En su último día como policía, Juárez estaba melancólico. Se había despedido de los suyos en las últimas horas y por su despacho no dejaban de pasar compañeros que se fundían en largos abrazos con él, que miraba su viejo magnetófono: "La de horas que he pasado con esta herramienta… Tantas que perdí parte de un oído". Eran los años de gloria y de furor en la Sección II, en los que a través de las escuchas se oían hasta las máquinas de los traficantes contando millones de pesetas. Allí Juárez fue jefe del grupo 23 y jefe de sección. Desde allí libró durante diez años una guerra sin cuartel contra Urfi, empeñado en inundar España con su heroína brown sugar, que acababa en los poblados de las grandes ciudades. En uno de ellos, La Quinta, Juárez vivió uno de sus momentos más recordados. Estaba con otro compañero en el interior de un Apolo –una furgoneta camuflada, provista de equipos de escucha y vigilancia– cuando los habitantes del poblado comenzaron a golpear el vehículo, convencidos de que dentro había policías. Juárez y su compañero se hicieron pasar por una pareja que estaba aliviando su furor sexual.
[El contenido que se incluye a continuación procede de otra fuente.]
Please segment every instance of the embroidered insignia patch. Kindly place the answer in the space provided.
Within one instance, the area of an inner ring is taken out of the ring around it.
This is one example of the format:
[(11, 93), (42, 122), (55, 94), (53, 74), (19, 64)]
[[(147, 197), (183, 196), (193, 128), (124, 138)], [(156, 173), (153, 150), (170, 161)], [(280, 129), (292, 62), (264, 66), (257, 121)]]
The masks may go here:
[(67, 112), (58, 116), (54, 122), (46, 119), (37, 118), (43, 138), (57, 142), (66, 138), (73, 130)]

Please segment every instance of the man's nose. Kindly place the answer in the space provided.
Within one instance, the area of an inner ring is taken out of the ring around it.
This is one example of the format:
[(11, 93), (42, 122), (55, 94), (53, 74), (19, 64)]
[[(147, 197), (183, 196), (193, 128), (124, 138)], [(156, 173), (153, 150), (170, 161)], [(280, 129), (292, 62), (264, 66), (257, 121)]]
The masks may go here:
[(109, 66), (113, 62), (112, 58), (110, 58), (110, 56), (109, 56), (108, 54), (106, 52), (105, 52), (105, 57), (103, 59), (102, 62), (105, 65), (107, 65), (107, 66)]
Eran los años de persecuciones a toda velocidad en las que los policías se jugaban el tipo, de inacabables jornadas, y de semanas y meses en los que Juárez y los suyos aparcaban sus vidas para sacar del mercado la heroína que mataba a diario en toda España. "Pillar treinta kilos de heroína es mucho más difícil que enganchar mil kilos de cocaína", me repetía en aquellos tiempos, cuando no dejaba de hablar del mérito de los agentes que tenía al mando.
Al ascender a comisario, Juárez pasó una temporada al frente de la comisaría de Quart de Poblet (Valencia). Pese a su nueva condición y a tener un despacho, nunca dejó de ser quien era y tomando un café mordió a un tipo que le infundió sospechas. Era uno de los traficantes de marihuana más activos del pueblo, que tuvo la mala suerte de toparse con el comisario.
En sus últimos años de carrera, Juárez cambió las vertiginosas investigaciones de tráfico de drogas por la minuciosidad de las pesquisas de homicidios y secuestros al frente de la Brigada de Delitos contra las Personas de la UDEV Central. Allí siguió siendo el policía incansable, constante y perseverante que mordía a su presa y no la soltaba. Los suyos resolvieron crímenes, pusieron en marcha la lucha contra las apuestas ilegales y comenzaron una batalla que será larga contra la corrupción en el deporte. Al irse, Juárez no olvida las espinas que lleva clavadas en su orgullo de madero: no haber encontrado a Sonia Iglesias, desaparecida hace diez años, y no haber resuelto el triple crimen de la familia Barrio, asesinados en Burgos en 2004, dos casos que intentó desatascar desde su puesto de jefe de Brigada.
Minutos después de las dos de la tarde del viernes, Enrique Juárez dejó de ser policía. Al salir del complejo de Canillas, cruzó la acera y se marchó a El Pirata, el lugar habitual de reunión de los agentes de la Comisaría General de Policía Judicial. Allí le esperaban unos cuantos compañeros que le quisieron rendir un último homenaje. El mío son estas líneas cargadas de agradecimiento por treinta años de enseñanzas, paciencia y cariño.